Para casos com possível presença física, a telemetria digital precisa ser combinada com controles de facilities. A conexão de USB ou disco externo, a criação de novos volumes removíveis, cópia de grandes conjuntos de arquivos e presença de visitantes que se passaram por TI são sinais complementares. A resposta não deve tratar a intrusão física como hipótese separada: ela pode ser parte da mesma cadeia de extorsão e explicar exfiltração sem tráfego de rede proporcional.
- E-mails curtos com tema de cobrança, migração de dados ou alerta administrativo enviados por contas de consumo.
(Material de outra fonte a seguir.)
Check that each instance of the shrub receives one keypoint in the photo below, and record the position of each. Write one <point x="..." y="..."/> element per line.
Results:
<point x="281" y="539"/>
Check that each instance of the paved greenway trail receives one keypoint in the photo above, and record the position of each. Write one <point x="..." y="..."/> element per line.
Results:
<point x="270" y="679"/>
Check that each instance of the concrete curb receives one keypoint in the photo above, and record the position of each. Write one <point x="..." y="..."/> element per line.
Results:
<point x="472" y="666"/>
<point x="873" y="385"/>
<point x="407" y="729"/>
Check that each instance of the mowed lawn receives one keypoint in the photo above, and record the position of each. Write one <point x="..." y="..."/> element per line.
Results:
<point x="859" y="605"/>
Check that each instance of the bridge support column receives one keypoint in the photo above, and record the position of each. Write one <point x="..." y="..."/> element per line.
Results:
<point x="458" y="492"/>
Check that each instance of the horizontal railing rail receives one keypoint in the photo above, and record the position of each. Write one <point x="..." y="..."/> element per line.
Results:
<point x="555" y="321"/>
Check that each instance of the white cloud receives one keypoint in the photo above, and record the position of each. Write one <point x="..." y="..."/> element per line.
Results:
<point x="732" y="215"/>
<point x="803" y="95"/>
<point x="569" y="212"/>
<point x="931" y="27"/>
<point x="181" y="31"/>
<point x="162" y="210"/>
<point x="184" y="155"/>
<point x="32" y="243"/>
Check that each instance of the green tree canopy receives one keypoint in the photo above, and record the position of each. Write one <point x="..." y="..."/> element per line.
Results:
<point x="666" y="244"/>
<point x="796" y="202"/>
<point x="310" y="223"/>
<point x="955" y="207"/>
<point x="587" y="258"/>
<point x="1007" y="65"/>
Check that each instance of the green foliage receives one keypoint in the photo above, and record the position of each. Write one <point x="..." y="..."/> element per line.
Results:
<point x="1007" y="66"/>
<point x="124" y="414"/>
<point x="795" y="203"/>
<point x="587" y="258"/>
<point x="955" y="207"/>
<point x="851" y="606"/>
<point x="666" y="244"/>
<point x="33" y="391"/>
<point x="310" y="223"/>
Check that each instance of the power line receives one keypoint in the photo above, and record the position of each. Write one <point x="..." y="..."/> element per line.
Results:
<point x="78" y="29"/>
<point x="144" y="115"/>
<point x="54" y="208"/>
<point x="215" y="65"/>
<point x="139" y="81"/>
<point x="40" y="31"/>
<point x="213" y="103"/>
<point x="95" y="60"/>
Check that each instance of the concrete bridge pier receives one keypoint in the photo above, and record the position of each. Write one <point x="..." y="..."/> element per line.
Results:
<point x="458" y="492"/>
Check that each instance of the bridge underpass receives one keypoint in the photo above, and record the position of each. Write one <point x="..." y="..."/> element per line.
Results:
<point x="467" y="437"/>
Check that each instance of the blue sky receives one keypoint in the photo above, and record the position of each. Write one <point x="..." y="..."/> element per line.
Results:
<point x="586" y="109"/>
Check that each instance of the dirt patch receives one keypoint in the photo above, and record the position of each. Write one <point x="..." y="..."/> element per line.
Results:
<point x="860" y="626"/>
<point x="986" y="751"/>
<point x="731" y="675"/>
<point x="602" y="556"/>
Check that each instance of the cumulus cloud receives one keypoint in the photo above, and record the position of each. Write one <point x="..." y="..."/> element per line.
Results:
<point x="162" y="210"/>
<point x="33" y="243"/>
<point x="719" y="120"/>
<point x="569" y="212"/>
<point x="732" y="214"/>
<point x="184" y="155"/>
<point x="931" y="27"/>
- Sessões de Zoom, Microsoft Teams ou Quick Assist seguidas por instalação de RMM legítimo.
- Execução recente de AnyDesk, Bomgar, SuperOps RMM, Zoho Assist, WinSCP ou Rclone em hosts de usuários.
- Acesso incomum a diretórios de impostos, auditoria, contratos, registros financeiros e documentos de clientes.
- Transferência de arquivos por mailbox da vítima, ferramenta de sincronização ou mídia USB conectada durante janela suspeita.
- Mensagem de extorsão recebida pouco tempo após o encerramento da atividade remota.
A resposta inicial deve preservar evidências da sessão remota, isolar endpoints envolvidos, revogar sessões ativas e bloquear ferramentas RMM não aprovadas. Quando uma ferramenta legítima fizer parte do padrão corporativo, a organização deve restringir execução por política, inventariar instalações, exigir aprovação administrativa e registrar conexões externas. Também é necessário revisar logs de VDI, compartilhamentos de arquivo, armazenamento em nuvem e e-mail para determinar quais diretórios foram enumerados e quais arquivos podem ter sido copiados.
A contenção deve incluir rotação de credenciais da vítima, revisão de tokens de sessão, validação de regras de encaminhamento e auditoria de permissões em pastas sensíveis. Para reduzir recorrência, o help desk precisa operar com verificação de identidade fora de banda, canais oficiais para solicitações de suporte e proibição explícita de instalação de ferramentas remotas por instrução telefônica não validada. Usuários devem ter um caminho simples para interromper chamadas suspeitas e confirmar solicitações com a equipe interna real.
Como a campanha inclui intrusão física em alguns casos, controles administrativos e físicos também são parte da mitigação técnica. A recepção deve validar chamados, crachás, autorização de visita e escopo do atendimento antes de permitir acesso a estáções. O uso de mídia removível deve ser bloqueado ou restrito por política de endpoint, com alertas para conexão de novos dispositivos e cópia em massa. A organização também deve preparar comunicação de incidente, porque o grupo usa pressão direta contra funcionários e clientes externos como parte da extorsão.
- Bloquear ou permitir por lista explícita ferramentas RMM, com registro centralizado de instalação e conexão.
- Revisar sessões de colaboração e VDI associadas a usuários que receberam mensagens ou ligações suspeitas.
- Investigar uso de WinSCP, Rclone, envio externo pelo mailbox e conexão de mídia USB.
- Aplicar verificação fora de banda para qualquer solicitação de suporte remoto ou visita técnica.
- Restringir acesso a pastas de alto valor por necessidade real, com alertas para enumeração e cópia em volume.
- Preparar resposta a extorsão com preservação de evidências, avaliação de dados envolvidos e comunicação coordenada.